In 1918, Stravinsky was in dire straits: the revolution in Russia meant the loss of his property (and income), WWI meant the death of his brother fighting in Romania, his wife was ill, and then there were the four children to support. To help bring in some much needed money, Stravinsky wrote a small theatrical piece based on Russian stories.
The work, Histoire du Soldat, was written for 3 speakers, 2 of whom are also dancers, and a small ensemble of 7 players: violin, double bass, clarinet, bassoon, cornet, trombone and percussion. The odd instrumentation was Stravinsky’s way of imitating a typical village ensemble.
The Soldier is on his way home from the wars, on a 10-day leave. We can hear even from the opening, that there’s something wrong here – the fanfares are distorted, the rhythms are not for marching, and the sharp clarinet is scarcely a soothing accompaniment.
Stravinsky: Histoire du Soldat: Part I: I. The Soldier’s March (Northern Chamber Orchestra; Nicholas Ward, cond.)
The soldier sits down and takes his violin out of his pack and plays, but it’s never in tune.
Stravinsky: Histoire du Soldat: Part I: III. Airs by a Stream (Northern Chamber Orchestra; Nicholas Ward, cond.)
The Devil appears and trades him a “book” for the violin. When the soldier says he can’t read, the Devil shows him that he can read: it’s a magic book. They trade violin for book and then the Devil says he must come teach him how to play the violin – it will only take 2 or 3 days. When the Soldier returns to his village, it’s not 3 days later, it’s 3 years later and everyone in his village shuns him, his beloved has married another, and even his mother thinks he’s a ghost.
With the magic book, the Soldier becomes rich, but starts to regret losing everything for material goods. The Devil returns, gives him the fiddle, but he can no longer play it. He throws it away and tears the book up.
The second part begins with the Soldier on the move again. He comes to a country where the Princess is ill and if any can cure her, he can take her hand in marriage.
Stravinsky: Histoire du Soldat: Part II: III. The Royal March (Northern Chamber Orchestra; Nicholas Ward, cond.)
The Solder approaches the King and tells him that he’s an army doctor and arranges to see the Princess. The Devil, of course, has his own plans and appears with the violin, posing as a virtuoso violinist with his own cure for the Princess. They play cards and the Soldier resolves to lose everything to the Devil and end his debt to the Devil. The Devil is defeated, and the Solder takes back the violin.
The Soldier plays for the Princess and she gets up from her bed and dances: first a Tango, then a Waltz, then most modern, a Ragtime.
Stravinsky: Histoire du Soldat: Part II: IX. Ragtime (Northern Chamber Orchestra; Nicholas Ward, cond.)
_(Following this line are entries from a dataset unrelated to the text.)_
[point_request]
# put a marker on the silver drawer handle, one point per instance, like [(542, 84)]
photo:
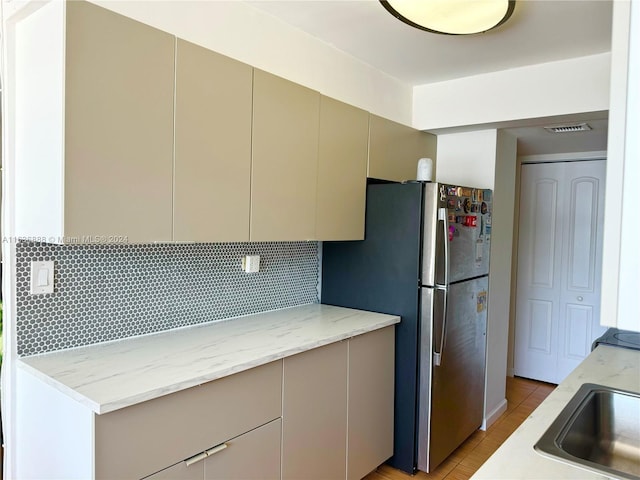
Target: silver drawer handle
[(207, 453), (214, 450)]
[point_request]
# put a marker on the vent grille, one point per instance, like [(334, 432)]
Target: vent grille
[(577, 127)]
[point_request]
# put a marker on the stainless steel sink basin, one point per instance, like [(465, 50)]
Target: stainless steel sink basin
[(598, 430)]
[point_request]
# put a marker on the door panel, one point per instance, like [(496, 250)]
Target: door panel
[(540, 326), (545, 194), (559, 256), (583, 234)]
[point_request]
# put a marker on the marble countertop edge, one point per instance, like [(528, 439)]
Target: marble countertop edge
[(96, 395)]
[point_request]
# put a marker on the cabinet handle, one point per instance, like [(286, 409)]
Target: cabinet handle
[(214, 450), (201, 456), (195, 459)]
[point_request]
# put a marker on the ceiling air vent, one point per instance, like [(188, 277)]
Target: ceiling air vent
[(576, 127)]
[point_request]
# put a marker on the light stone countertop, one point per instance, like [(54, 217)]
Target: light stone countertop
[(114, 375), (516, 458)]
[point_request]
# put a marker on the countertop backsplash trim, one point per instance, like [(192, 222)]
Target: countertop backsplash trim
[(110, 292)]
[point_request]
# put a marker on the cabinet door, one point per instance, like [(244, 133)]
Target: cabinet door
[(314, 412), (118, 126), (371, 393), (394, 149), (254, 455), (212, 146), (342, 171), (284, 159)]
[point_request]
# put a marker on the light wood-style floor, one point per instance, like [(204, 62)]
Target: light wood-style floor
[(523, 396)]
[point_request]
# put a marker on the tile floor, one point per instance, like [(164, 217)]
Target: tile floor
[(523, 396)]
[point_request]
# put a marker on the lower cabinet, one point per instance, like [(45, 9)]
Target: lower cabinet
[(326, 413), (146, 438), (314, 412), (371, 401), (337, 408), (254, 455)]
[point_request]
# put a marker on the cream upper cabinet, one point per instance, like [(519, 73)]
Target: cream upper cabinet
[(342, 171), (94, 126), (394, 150), (285, 159), (212, 146)]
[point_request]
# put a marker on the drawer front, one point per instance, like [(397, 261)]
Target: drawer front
[(145, 438), (254, 455)]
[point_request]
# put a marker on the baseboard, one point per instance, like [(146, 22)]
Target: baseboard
[(494, 415)]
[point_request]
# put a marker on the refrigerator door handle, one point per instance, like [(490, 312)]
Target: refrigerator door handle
[(443, 217), (437, 353)]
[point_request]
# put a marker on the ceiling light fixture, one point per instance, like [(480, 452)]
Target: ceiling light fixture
[(451, 17)]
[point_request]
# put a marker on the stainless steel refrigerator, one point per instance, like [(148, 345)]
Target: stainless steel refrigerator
[(425, 257)]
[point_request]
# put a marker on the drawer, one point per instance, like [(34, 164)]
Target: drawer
[(254, 455), (144, 438)]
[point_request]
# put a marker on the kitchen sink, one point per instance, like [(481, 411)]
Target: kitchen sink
[(598, 430)]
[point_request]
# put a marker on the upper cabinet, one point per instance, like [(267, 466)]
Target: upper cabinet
[(285, 158), (394, 150), (94, 127), (125, 134), (342, 171), (212, 146)]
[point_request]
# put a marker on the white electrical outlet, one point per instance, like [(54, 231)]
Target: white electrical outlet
[(251, 263), (42, 277)]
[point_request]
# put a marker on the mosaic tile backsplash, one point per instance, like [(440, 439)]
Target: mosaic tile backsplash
[(110, 292)]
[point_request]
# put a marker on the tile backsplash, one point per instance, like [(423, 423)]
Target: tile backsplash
[(110, 292)]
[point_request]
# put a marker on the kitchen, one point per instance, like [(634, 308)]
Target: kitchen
[(386, 107)]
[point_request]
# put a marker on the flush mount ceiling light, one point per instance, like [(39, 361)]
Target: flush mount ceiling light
[(451, 17)]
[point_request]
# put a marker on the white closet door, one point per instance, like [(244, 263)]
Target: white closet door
[(559, 267)]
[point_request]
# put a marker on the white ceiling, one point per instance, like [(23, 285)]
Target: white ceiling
[(539, 31)]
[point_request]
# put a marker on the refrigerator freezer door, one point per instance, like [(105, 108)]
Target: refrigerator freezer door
[(469, 232), (432, 229), (457, 385)]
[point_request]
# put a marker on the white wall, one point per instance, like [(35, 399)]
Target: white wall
[(245, 33), (467, 158), (487, 159), (557, 88), (504, 196), (620, 255)]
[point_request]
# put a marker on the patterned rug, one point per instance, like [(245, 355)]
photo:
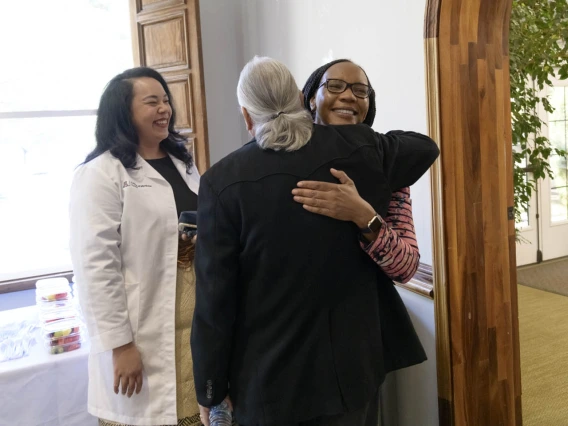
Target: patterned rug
[(549, 276)]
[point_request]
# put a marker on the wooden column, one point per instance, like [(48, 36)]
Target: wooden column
[(478, 343)]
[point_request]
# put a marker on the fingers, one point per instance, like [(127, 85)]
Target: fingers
[(342, 176), (229, 402), (139, 382), (131, 387), (116, 382), (319, 210), (124, 385), (312, 194), (318, 186)]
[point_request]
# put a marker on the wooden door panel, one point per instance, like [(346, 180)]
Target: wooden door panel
[(180, 86), (149, 5), (164, 43), (167, 37)]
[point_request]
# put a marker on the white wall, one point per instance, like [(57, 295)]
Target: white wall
[(385, 38), (417, 386), (223, 58)]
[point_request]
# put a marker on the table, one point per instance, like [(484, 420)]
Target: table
[(44, 389)]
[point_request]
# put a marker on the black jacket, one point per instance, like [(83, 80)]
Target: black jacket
[(286, 308)]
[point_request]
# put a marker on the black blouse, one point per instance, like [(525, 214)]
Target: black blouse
[(186, 200)]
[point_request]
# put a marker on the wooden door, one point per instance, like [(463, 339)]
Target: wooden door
[(166, 36)]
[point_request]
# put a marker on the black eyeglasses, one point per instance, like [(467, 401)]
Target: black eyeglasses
[(335, 85)]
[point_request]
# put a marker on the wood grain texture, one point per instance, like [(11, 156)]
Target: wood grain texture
[(468, 39), (167, 37)]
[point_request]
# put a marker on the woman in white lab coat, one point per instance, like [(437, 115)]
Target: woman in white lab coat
[(138, 304)]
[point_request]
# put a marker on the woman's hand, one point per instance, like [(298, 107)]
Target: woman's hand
[(339, 201), (185, 237), (127, 365)]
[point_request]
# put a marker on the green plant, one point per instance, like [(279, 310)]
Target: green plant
[(538, 49)]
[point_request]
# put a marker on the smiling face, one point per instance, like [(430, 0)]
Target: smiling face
[(342, 108), (151, 111)]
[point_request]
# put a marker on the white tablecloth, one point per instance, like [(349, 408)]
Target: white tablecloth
[(43, 389)]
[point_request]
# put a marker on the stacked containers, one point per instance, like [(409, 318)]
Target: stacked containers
[(60, 323)]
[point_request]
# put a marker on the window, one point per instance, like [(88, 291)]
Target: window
[(51, 81), (558, 135)]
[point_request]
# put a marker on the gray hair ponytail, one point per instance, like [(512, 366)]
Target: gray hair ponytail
[(268, 91)]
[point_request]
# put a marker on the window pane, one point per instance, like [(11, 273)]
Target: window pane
[(558, 100), (37, 160), (558, 205), (65, 52), (557, 134)]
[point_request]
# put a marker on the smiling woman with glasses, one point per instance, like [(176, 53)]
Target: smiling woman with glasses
[(335, 85), (390, 240)]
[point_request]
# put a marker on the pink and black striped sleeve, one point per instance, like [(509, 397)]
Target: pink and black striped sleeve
[(395, 250)]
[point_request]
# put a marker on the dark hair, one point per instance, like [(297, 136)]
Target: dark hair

The Princess and the Soldier end up in each other’s arms and the Devil crawls in, seeking the violin. The Solder plays the violin and the Devil now must dance, finally falling exhausted. He withdraws, but he’s not yet defeated and when the Soldier and the Princess try to return to the Soldier’s home town just for a quick visit, the Devil waits at the border. He has the violin and takes charge of the Soldier once again and takes him away to his own Triumphal March.
Stravinsky: Histoire du Soldat: Part II: XVII. Triumphal March of the Devil (Northern Chamber Orchestra; Nicholas Ward, cond.)
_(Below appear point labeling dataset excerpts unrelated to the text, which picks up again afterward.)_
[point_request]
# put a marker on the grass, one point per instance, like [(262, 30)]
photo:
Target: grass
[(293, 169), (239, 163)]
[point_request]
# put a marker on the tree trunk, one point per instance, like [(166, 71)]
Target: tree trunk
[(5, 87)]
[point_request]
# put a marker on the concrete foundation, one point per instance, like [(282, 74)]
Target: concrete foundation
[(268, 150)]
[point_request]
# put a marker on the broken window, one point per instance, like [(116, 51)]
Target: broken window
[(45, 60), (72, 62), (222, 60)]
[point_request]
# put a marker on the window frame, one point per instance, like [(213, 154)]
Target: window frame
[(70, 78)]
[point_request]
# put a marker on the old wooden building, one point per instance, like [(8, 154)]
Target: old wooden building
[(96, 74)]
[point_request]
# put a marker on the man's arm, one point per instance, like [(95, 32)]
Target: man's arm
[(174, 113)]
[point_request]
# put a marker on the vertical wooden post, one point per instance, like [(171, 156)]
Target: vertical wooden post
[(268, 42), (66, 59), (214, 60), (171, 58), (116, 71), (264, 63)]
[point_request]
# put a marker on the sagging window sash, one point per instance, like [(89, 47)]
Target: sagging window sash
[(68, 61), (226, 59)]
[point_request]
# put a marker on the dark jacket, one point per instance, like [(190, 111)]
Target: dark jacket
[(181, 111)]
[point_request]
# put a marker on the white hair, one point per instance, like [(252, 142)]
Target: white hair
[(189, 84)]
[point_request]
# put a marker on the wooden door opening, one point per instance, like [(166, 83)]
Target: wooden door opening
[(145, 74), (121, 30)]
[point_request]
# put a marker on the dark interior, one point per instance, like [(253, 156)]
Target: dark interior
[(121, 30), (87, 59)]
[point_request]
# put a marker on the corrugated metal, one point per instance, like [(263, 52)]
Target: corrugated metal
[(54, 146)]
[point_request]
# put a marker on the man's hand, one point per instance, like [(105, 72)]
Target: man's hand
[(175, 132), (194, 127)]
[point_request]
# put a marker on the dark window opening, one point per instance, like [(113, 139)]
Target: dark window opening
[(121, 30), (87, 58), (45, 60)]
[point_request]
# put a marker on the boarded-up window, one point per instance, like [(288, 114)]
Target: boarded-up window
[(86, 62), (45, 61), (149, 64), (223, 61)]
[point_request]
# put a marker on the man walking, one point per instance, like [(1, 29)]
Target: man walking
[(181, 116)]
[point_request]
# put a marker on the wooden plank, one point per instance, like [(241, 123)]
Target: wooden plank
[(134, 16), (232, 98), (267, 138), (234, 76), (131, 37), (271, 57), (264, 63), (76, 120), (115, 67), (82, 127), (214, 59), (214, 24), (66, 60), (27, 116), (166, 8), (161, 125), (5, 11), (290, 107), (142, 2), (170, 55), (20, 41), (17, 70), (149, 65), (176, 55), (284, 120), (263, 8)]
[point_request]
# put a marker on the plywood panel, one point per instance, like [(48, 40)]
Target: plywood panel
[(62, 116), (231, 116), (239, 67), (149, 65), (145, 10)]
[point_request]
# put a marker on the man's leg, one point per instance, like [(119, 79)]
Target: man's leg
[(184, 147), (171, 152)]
And so the Soldier loses again – loses his home, loses his Princess, and loses his violin.
The title is important: this is not, as it often appears, L’Histoire du Soldat, but Histoire du Soldat, without an article. In English, this makes it not The Soldier’s Story but a much more generic Soldier’s Story. When you think that this was written during WWI, you see that Stravinsky isn’t telling the story of any specific soldier but of any soldier and the temptations that surround him as he seeks, as the Soldier seeks, to go home.
Stravinsky intended to get a small ensemble together and take this on tour around Europe, stopping at small villages, but was prevented by the Spanish flu epidemic – In Britain and France alone, more than 650,000 people died of the flu that year. The work received its première in Lausanne, Switzerland, on 28 September 1918, conducted by Ernest Ansermet.